A Step In Time: A feel-good read, perfect for fans of Strictly Come Dancing!. Kerry BarrettЧитать онлайн книгу.
‘Audrey,’ I said, appalled. ‘Not all men are like your dad, you know? Donnie loves me whatever I look like. He wants to marry me.’
Audrey squeezed me tighter.
‘It’s not their fault,’ she said. ‘It’s the way they’re made – to only see pretty faces and long legs. And it’s just a shame we’re left to pick up the pieces. I’ll write to my sister, see what she says. It’s best to be prepared.’
I felt overwhelmed with exhaustion. I’d been terrified when I realised I was expecting, but I’d assumed everything would be fine. I’d tell Donnie, and we’d just get married a bit ahead of when we’d planned. I’d stay in London, or go to the country with the baby – anywhere as long as it wasn’t going home to Worthing and my mother – until the war ended, then we’d go to America. But now Audrey had made me wonder if I was just being naive. Maybe she was right. Perhaps Donnie would run a mile when he heard.
I slumped against Audrey, tearful and tired.
‘I really don’t feel very well,’ I said. ‘I feel awful, in fact. I think I need to go back to bed. Can you tell Henry that I’m poorly?’
Audrey nodded.
‘Of course,’ she said. ‘Have a rest and you’ll feel better tomorrow.’
Like a mum – not my mum, but how I imagined mothers to be – she helped me take my uniform off and slipped my nightie over my head. Then she tucked me into bed and pulled the curtains closed.
‘Rest up,’ she whispered.
I cried myself to sleep.
It was safe to say that Strictly Stars Dancing was a nightmare. An absolute, complete bloody nightmare. We were two weeks into the month of training we had before the live shows began and I was hating every single moment.

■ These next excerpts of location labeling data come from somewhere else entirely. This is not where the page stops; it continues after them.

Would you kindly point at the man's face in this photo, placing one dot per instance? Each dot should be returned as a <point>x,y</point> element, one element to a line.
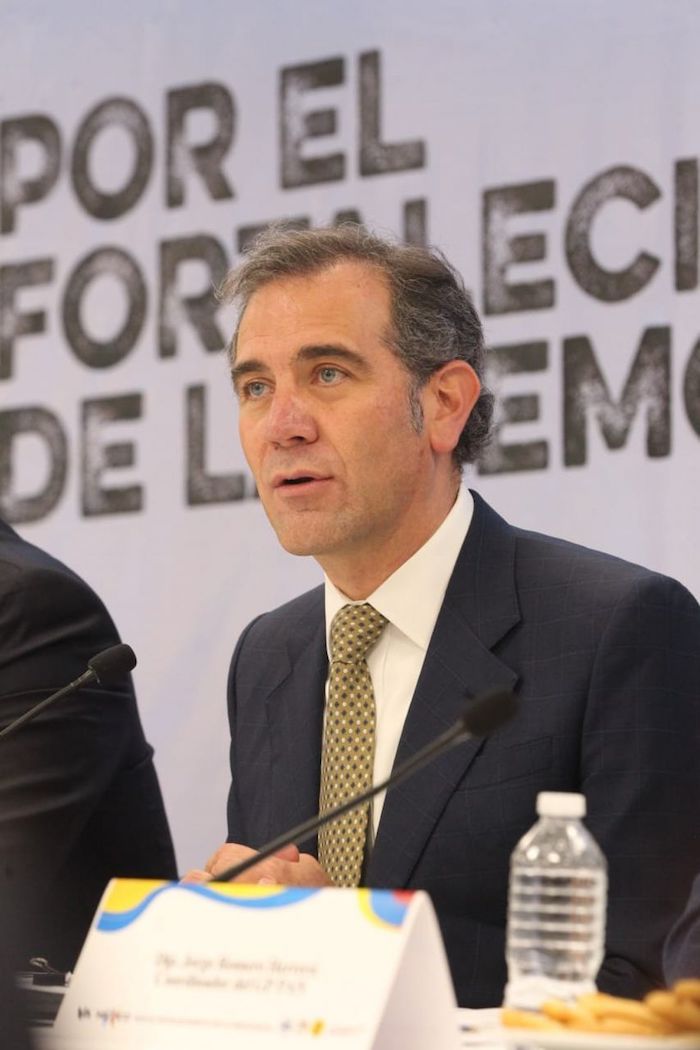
<point>325,421</point>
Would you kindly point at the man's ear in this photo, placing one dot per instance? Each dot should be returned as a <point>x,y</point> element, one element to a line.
<point>448,399</point>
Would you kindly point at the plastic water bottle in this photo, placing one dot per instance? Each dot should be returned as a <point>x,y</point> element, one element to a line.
<point>556,906</point>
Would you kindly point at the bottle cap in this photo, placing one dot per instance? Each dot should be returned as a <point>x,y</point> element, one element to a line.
<point>560,803</point>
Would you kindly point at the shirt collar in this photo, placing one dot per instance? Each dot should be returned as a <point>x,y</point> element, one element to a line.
<point>411,596</point>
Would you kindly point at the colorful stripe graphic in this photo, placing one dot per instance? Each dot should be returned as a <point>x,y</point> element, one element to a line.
<point>130,898</point>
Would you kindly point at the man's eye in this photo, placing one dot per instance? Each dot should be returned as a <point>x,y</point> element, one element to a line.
<point>329,375</point>
<point>255,389</point>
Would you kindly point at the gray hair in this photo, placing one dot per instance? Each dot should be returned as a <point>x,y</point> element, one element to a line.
<point>433,320</point>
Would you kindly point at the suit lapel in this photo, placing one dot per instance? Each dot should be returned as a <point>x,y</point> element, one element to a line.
<point>480,607</point>
<point>295,716</point>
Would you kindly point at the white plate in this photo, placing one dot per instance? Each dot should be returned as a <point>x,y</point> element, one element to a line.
<point>576,1041</point>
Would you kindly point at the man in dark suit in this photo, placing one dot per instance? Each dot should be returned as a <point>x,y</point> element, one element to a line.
<point>80,800</point>
<point>357,365</point>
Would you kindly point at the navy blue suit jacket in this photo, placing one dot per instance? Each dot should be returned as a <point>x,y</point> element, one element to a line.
<point>681,957</point>
<point>605,657</point>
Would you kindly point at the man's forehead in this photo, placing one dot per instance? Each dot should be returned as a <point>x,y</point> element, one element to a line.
<point>347,293</point>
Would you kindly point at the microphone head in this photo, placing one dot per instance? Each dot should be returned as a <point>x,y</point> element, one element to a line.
<point>489,712</point>
<point>112,664</point>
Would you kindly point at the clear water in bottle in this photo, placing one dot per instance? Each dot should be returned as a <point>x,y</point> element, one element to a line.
<point>556,906</point>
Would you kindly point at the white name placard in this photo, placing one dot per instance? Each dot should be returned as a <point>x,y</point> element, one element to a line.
<point>176,966</point>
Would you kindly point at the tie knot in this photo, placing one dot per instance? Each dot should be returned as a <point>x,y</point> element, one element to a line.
<point>354,631</point>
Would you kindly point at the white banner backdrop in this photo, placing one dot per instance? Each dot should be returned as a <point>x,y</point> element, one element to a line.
<point>550,148</point>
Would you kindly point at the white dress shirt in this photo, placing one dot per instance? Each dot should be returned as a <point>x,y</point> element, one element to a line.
<point>410,600</point>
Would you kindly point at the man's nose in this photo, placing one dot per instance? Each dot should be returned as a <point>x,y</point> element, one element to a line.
<point>289,420</point>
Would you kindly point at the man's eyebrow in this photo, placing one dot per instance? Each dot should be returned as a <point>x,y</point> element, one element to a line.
<point>311,353</point>
<point>314,352</point>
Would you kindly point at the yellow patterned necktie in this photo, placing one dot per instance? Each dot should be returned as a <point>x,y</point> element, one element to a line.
<point>348,740</point>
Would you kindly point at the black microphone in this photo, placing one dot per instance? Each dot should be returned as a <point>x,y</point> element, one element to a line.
<point>481,716</point>
<point>106,668</point>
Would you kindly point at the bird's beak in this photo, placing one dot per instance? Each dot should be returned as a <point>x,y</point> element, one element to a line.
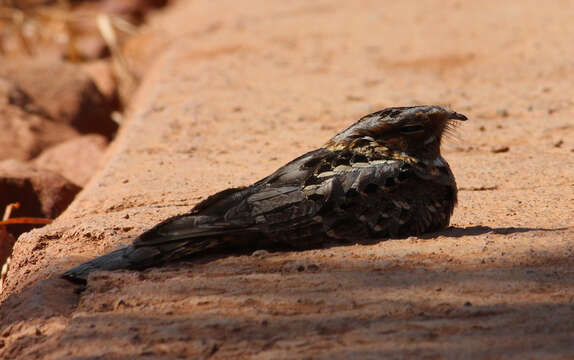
<point>456,116</point>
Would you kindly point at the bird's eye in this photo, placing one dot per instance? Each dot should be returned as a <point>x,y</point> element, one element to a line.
<point>411,129</point>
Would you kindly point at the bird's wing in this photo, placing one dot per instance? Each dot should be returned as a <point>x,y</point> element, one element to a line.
<point>242,210</point>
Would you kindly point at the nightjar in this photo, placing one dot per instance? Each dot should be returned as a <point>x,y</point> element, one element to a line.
<point>382,177</point>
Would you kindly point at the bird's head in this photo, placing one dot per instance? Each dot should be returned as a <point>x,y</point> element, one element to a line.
<point>414,130</point>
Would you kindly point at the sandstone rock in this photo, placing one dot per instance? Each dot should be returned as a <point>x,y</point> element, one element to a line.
<point>41,193</point>
<point>76,159</point>
<point>64,91</point>
<point>26,130</point>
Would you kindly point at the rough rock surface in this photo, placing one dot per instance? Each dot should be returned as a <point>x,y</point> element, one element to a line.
<point>234,94</point>
<point>26,130</point>
<point>41,193</point>
<point>79,103</point>
<point>76,159</point>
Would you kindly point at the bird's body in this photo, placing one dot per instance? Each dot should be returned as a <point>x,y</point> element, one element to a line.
<point>382,177</point>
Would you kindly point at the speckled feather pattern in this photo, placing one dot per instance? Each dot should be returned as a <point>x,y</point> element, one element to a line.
<point>382,177</point>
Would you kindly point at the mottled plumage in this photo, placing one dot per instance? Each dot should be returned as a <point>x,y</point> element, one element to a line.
<point>382,177</point>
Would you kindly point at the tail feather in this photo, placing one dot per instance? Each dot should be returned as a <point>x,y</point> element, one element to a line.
<point>140,257</point>
<point>125,258</point>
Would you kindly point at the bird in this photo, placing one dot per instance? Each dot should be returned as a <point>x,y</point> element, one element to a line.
<point>382,177</point>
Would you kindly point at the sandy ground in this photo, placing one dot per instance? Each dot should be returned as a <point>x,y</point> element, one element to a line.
<point>235,90</point>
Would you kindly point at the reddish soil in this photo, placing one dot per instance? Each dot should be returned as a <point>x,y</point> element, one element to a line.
<point>235,90</point>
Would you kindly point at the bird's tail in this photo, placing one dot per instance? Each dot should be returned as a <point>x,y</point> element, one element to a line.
<point>139,257</point>
<point>119,259</point>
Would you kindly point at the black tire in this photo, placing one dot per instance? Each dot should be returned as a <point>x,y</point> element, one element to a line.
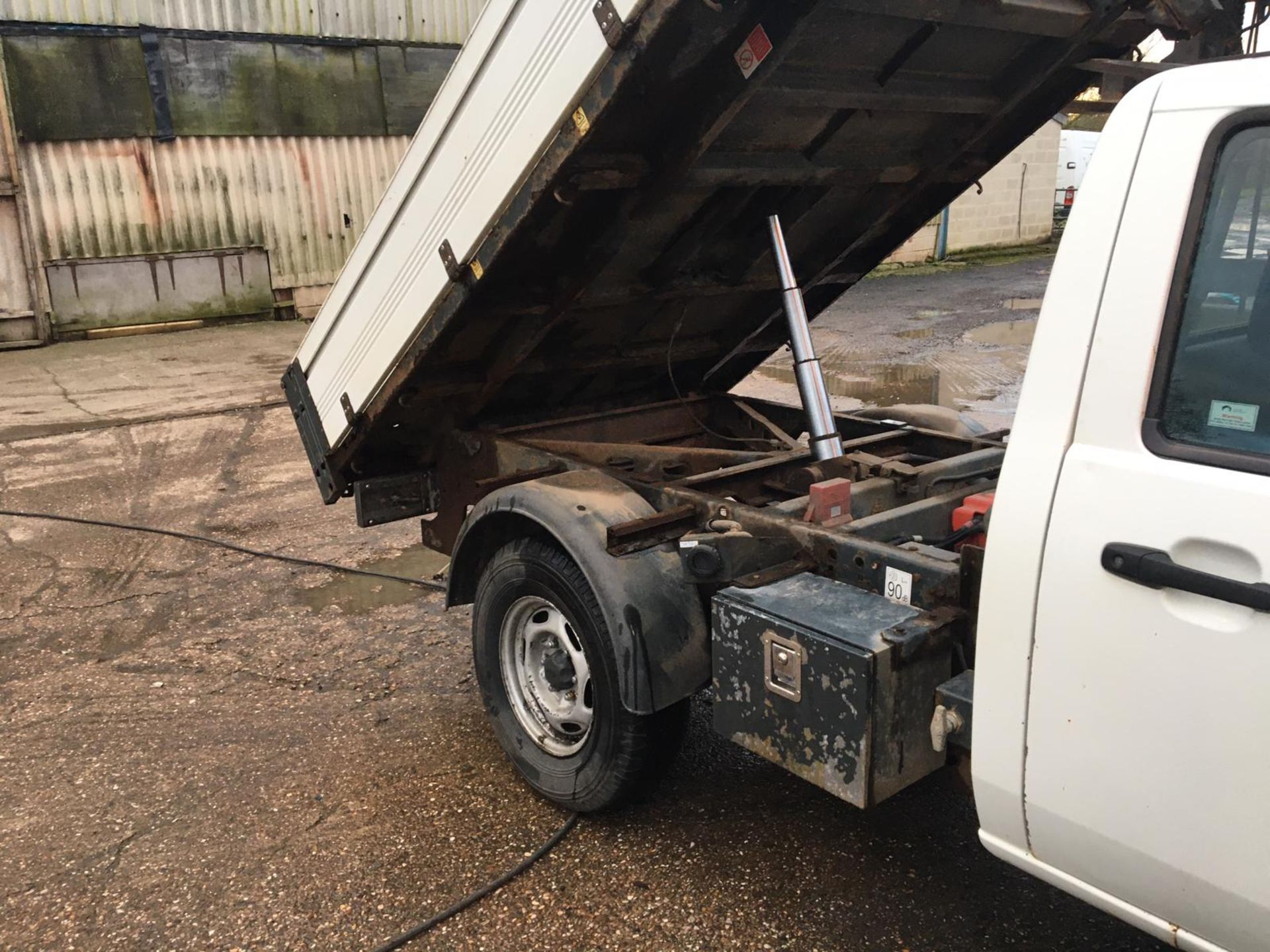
<point>624,754</point>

After that first day when we did the photo shoots, the sparkly costumes were put away and the hard graft began. Patrick and I trained in a gym in a basement in Shoreditch. Which is a surprisingly long way from Clapham. After three days of tutting, whingeing cab drivers, I admitted defeat. No one was going to recognise me in my training gear anyway, so I did the whole hair-tucked-into-a-baseball-cap, sunglasses, jogging-bottoms thing and got the tube in every day.
Each morning I’d get off the tube and go into the little Italian cafe next to the gym where I’d buy two coffees – one for me, one for Patrick – and some pastries.
Patrick never drank his coffee and he never ate the pastries. He never thanked me for either In fact, he barely spoke to me at all unless it was to say things like: ‘No, the other foot.’ Or: ‘Left, left, LEFT.’
Because, as I suspected, I was a terrible dancer. I mean, really, really terrible. If I was meant to be going left, I’d go right. If Patrick said quicker, I went slower. If he said up, I went down. I was awful. Phil had been right when he said I loved dancing in clubs and at weddings – I did. But I found that without the comforting support of a lot of alcohol I couldn’t let myself go enough to be able to do it.
I got the impression Patrick thought I wasn’t trying. But I was. Mostly. It was just really annoying not to get it straightaway and sometimes I thought it was easier to be a bit silly rather than try – and fail – again. Sometimes I complained that I didn’t want to mess my hair up, or get too sweaty. I didn’t mean it but I said it anyway. It was like now I knew Patrick thought I was shallow, fake and only concerned with my looks, that was how I had become.
And to be brutally honest, I felt like he wasn’t trying either. He kept me at arm’s length – literally – like he didn’t want to touch me too often, too closely, or for too long. Despite our night together it was obvious that we just didn’t click.
I’d had that sort of thing before, on Turpin Road. Sometimes you’d start a scene with someone new and every line would feel laboured and unnatural. I’d had it the opposite way round, too, where things just fell into place. On Turpin Road, though, I had Tim watching and listening and swooping in to swap scenes round or change storylines that weren’t working. On Strictly Stars Dancing I had to struggle on regardless.
The other dark cloud over my head was the fact that I’d not heard anything more from Matty. He’d clearly deleted my number from his phone, just like he’d deleted my clothes from his flat, and me from his life. It was hard not to feel hurt and humiliated. I’d heard he wasn’t seeing Kayleigh, the reality TV star, any more, but still he didn’t call.